Because the SV 96 Total RNA Isolation System is used to isolate RNA from tissue culture cells and tissue lysates, we recommend using aerosol-resistant tips for this method to decrease the chance of contaminating samples with RNases. If your robotic platform uses fixed tips, be sure that the tips are washed thoroughly between pipetting steps. Also, if system liquid is used to perform pipetting steps, be sure to limit the exposure of samples to system liquid (a potential source of RNase contamination) during all pipetting steps by increasing the volume of leading air gaps that are used for pipetting.

This method uses vacuum filtration of samples for binding, washing, and elution. Make sure that the vacuum pump you are using is set to pull a vacuum of 15–20 inches Hg to ensure that a sufficient vacuum pressure is being used. Vacuum pressure less than 15 inches of Hg will result in reduced purified total RNA yield and purity and may cause column clogging when processing tissue lysates.

DNase I Solution volumes provided in the SV 96 RNA Isolation Kit are limiting. Therefore, use exactly the recommended volumes described in this Automated Technical Bulletin. When performing the DNase I treatment of samples on the membrane of the SV 96 Binding Plate, be sure to pause 10 minutes to degrade genomic DNA before adding the SV DNase Stop Solution.

Following Wash #2, drying the Wizard* SV 96 Binding Plate for at least 3 additional minutes is critical to remove residual ethanol.
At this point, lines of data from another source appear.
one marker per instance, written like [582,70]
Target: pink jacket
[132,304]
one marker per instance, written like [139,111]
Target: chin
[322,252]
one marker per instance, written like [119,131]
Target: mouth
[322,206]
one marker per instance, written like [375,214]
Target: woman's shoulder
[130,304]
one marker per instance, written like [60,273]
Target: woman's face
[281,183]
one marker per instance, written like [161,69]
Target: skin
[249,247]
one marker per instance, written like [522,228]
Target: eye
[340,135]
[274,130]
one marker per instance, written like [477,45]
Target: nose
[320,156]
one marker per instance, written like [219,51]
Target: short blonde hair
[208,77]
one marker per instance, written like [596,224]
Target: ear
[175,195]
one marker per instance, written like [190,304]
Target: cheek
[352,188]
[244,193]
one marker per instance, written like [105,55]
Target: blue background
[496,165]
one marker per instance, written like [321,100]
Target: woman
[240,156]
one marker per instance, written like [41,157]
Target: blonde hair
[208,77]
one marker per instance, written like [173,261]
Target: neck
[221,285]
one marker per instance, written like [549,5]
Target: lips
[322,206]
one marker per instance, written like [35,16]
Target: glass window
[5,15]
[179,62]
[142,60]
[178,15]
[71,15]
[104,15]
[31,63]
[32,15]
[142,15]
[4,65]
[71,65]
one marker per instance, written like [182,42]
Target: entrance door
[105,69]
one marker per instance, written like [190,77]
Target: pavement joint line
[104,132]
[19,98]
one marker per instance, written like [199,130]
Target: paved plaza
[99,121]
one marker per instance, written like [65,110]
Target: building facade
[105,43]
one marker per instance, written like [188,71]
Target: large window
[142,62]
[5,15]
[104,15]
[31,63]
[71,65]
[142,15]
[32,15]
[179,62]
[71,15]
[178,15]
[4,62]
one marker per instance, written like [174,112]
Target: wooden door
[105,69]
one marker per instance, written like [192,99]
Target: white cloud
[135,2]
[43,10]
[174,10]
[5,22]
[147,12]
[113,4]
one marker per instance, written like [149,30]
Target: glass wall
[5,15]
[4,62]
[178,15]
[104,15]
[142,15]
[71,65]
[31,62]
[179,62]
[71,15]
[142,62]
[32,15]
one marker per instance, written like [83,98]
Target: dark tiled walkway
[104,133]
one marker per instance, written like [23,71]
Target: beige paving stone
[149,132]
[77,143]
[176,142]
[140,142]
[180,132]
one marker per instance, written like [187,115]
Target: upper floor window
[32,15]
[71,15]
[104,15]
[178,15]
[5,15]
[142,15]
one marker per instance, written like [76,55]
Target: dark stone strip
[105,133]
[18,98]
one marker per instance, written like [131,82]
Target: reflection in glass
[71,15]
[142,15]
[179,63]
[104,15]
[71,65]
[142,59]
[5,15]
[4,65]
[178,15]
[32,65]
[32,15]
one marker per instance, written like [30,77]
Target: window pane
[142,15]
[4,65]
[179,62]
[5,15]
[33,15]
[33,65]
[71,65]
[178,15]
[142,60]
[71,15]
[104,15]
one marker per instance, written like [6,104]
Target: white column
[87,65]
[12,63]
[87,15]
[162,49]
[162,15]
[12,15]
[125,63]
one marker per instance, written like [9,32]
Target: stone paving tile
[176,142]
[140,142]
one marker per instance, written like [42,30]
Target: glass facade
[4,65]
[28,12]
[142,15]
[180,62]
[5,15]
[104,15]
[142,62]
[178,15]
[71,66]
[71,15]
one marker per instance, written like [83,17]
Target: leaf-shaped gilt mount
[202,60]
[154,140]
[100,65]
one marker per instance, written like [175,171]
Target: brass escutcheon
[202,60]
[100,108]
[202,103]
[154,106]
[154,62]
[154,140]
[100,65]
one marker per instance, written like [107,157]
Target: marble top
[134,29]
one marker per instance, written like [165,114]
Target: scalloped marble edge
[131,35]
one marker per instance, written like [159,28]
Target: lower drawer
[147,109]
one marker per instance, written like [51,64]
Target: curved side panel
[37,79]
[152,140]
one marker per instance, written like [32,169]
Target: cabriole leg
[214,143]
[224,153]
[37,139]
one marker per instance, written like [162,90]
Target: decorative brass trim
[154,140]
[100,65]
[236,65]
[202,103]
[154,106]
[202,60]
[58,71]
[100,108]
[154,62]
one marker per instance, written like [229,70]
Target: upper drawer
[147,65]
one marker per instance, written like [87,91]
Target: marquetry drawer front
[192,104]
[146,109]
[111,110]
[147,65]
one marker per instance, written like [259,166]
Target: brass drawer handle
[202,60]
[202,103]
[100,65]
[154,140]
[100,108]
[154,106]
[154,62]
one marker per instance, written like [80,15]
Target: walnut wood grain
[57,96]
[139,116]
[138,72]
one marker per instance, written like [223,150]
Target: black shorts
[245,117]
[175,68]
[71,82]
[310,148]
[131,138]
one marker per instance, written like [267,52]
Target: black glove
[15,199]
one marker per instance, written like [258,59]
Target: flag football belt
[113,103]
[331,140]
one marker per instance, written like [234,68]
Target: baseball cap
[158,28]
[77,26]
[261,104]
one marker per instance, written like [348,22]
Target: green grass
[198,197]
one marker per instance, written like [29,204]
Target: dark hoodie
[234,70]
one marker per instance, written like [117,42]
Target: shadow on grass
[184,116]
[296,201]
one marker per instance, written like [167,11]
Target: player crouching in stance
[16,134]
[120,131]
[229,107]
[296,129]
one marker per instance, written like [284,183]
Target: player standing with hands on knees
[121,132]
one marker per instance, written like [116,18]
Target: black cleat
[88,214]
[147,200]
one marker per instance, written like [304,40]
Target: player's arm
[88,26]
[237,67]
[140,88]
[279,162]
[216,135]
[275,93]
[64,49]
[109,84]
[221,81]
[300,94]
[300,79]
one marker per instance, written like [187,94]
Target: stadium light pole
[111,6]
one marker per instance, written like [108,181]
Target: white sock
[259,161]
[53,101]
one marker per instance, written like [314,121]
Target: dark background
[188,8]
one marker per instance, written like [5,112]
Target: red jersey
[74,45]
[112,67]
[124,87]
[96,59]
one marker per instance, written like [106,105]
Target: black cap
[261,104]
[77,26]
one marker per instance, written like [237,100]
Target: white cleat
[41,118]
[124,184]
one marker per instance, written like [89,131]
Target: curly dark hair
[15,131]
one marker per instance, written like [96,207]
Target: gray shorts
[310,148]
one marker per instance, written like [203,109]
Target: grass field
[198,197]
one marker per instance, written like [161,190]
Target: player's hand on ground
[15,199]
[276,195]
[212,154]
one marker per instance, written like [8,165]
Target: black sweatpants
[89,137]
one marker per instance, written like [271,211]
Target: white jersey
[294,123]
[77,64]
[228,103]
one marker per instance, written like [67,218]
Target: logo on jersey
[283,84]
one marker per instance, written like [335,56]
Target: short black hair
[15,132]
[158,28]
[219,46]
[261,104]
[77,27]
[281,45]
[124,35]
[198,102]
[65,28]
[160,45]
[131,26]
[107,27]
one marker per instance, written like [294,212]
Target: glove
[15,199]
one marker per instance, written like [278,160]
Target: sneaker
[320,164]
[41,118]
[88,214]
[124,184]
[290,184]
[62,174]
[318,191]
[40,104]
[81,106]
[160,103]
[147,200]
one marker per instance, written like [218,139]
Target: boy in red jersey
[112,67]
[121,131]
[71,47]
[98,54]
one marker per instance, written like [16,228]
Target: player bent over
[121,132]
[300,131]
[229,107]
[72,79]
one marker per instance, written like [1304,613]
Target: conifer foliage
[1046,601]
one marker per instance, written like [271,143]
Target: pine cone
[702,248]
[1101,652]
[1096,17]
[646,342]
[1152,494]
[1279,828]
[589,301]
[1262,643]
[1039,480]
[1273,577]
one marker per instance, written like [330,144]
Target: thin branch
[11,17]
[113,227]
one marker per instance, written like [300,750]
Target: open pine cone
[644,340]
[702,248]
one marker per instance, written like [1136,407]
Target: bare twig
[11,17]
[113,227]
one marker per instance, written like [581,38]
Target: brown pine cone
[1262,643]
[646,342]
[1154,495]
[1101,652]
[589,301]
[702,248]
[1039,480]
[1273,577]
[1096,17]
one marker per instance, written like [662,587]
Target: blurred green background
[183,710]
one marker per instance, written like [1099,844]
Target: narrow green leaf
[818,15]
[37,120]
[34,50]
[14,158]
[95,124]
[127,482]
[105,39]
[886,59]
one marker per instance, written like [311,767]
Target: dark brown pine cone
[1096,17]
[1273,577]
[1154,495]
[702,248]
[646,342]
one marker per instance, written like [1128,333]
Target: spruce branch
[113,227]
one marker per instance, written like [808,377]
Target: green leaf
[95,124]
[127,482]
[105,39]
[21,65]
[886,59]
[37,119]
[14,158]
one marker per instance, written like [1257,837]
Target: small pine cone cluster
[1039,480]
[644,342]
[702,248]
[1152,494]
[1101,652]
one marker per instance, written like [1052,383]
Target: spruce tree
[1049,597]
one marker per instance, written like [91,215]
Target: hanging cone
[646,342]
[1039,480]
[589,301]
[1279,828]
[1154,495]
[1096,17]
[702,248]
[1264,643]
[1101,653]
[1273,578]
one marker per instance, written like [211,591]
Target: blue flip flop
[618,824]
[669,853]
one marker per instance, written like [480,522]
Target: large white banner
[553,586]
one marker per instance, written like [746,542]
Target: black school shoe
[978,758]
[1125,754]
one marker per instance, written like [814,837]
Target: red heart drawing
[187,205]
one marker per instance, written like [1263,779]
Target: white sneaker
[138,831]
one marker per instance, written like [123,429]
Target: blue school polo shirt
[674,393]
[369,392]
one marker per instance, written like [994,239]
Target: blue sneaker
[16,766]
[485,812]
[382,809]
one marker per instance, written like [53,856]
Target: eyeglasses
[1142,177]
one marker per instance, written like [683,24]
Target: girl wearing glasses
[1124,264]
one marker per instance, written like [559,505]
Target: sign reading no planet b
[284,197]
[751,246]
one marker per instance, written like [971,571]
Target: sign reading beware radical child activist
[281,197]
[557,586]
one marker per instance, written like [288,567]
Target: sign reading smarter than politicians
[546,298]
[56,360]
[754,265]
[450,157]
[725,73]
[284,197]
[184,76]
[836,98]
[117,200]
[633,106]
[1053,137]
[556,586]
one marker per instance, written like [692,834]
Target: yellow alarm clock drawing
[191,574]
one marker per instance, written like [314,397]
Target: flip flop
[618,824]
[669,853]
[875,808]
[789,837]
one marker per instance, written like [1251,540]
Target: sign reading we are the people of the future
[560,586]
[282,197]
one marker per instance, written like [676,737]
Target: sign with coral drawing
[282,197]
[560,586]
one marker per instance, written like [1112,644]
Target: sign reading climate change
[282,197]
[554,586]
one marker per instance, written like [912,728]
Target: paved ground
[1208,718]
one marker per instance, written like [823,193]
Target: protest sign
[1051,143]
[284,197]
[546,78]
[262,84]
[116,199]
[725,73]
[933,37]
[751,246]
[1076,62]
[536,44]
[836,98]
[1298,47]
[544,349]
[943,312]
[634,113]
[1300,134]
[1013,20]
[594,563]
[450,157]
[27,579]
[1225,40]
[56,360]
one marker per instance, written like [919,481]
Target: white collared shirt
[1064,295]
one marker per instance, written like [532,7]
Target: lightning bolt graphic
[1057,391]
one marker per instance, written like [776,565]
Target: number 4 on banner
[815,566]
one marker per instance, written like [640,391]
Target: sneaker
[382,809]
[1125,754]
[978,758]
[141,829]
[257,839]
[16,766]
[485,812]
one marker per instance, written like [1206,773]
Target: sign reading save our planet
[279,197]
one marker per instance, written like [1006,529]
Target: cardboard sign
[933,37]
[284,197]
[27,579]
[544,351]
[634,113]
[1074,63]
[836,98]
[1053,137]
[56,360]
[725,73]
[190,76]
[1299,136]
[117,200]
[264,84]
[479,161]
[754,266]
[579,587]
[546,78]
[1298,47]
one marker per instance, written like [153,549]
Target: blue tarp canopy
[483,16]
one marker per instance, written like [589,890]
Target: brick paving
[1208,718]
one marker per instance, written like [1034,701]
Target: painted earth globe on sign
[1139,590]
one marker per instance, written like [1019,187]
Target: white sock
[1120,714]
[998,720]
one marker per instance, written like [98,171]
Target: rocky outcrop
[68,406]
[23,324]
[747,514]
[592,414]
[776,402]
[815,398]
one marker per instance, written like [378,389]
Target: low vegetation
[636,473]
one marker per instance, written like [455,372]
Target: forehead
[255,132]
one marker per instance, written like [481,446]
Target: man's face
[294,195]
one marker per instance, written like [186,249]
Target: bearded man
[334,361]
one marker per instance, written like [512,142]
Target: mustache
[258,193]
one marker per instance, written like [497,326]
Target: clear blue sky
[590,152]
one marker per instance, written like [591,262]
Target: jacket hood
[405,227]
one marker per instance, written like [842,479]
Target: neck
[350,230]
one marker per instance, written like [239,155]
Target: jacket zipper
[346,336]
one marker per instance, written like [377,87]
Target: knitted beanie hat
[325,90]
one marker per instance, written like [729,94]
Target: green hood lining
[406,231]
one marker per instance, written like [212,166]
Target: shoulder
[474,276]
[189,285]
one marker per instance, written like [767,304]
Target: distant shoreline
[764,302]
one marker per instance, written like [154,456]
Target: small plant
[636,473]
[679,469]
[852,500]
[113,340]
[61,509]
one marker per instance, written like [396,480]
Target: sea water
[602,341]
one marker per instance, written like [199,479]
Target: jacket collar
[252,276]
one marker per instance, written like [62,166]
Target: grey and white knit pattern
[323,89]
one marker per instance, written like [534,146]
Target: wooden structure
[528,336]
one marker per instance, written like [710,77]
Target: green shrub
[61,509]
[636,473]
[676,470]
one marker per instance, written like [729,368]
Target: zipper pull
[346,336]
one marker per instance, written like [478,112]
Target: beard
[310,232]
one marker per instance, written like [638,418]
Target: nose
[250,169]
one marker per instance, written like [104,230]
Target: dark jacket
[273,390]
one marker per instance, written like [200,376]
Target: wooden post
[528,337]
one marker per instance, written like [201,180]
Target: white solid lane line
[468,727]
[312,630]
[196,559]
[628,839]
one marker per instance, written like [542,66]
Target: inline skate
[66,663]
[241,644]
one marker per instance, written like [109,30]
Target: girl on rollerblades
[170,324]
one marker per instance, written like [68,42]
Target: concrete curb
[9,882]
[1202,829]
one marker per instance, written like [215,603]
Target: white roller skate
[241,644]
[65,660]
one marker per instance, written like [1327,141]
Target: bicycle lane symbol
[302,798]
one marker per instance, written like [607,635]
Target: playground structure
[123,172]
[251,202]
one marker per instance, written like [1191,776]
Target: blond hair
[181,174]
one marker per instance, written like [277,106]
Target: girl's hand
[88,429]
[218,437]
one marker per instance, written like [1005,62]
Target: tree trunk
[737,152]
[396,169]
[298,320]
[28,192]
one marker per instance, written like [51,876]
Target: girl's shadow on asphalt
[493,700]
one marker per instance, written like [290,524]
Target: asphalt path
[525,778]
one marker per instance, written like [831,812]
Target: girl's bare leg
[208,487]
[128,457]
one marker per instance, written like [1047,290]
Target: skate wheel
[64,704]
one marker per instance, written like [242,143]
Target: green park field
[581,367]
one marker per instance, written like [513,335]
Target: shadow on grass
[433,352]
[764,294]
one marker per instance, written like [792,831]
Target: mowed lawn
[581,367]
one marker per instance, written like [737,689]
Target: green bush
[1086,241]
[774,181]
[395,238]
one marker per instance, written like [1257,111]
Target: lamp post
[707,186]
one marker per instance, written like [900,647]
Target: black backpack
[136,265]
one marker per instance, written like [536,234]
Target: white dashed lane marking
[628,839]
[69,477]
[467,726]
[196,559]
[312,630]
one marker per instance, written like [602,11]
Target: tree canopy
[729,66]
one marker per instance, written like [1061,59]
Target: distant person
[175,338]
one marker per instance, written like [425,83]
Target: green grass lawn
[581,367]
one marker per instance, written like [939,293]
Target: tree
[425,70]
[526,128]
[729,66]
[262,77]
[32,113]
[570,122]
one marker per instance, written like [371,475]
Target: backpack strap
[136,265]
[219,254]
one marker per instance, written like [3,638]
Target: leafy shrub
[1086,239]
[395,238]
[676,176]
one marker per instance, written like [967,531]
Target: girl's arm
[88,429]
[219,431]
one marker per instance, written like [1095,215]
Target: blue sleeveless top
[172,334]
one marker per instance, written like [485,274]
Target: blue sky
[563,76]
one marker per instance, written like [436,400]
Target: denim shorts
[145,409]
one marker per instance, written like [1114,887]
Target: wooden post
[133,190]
This drying step may need to be extended for more than 3 minutes to make sure that all residual ethanol is removed. Ethanol contamination in the RNA eluate can inhibit downstream reactions such as RT-PCR.

The recommended elution volume for the SV 96 Total RNA Isolation System is 100µl resulting in approximately 60–70µl of eluted RNA. Decreases in elution volume will result in concomitant decreases in the volume of eluted material and RNA yield.

* All trademarks are the property of their respective owners. Where applicable, the PCR process is covered by patents owned by Roche Molecular Systems, Inc., and F. Hoffman-LaRoche, Ltd.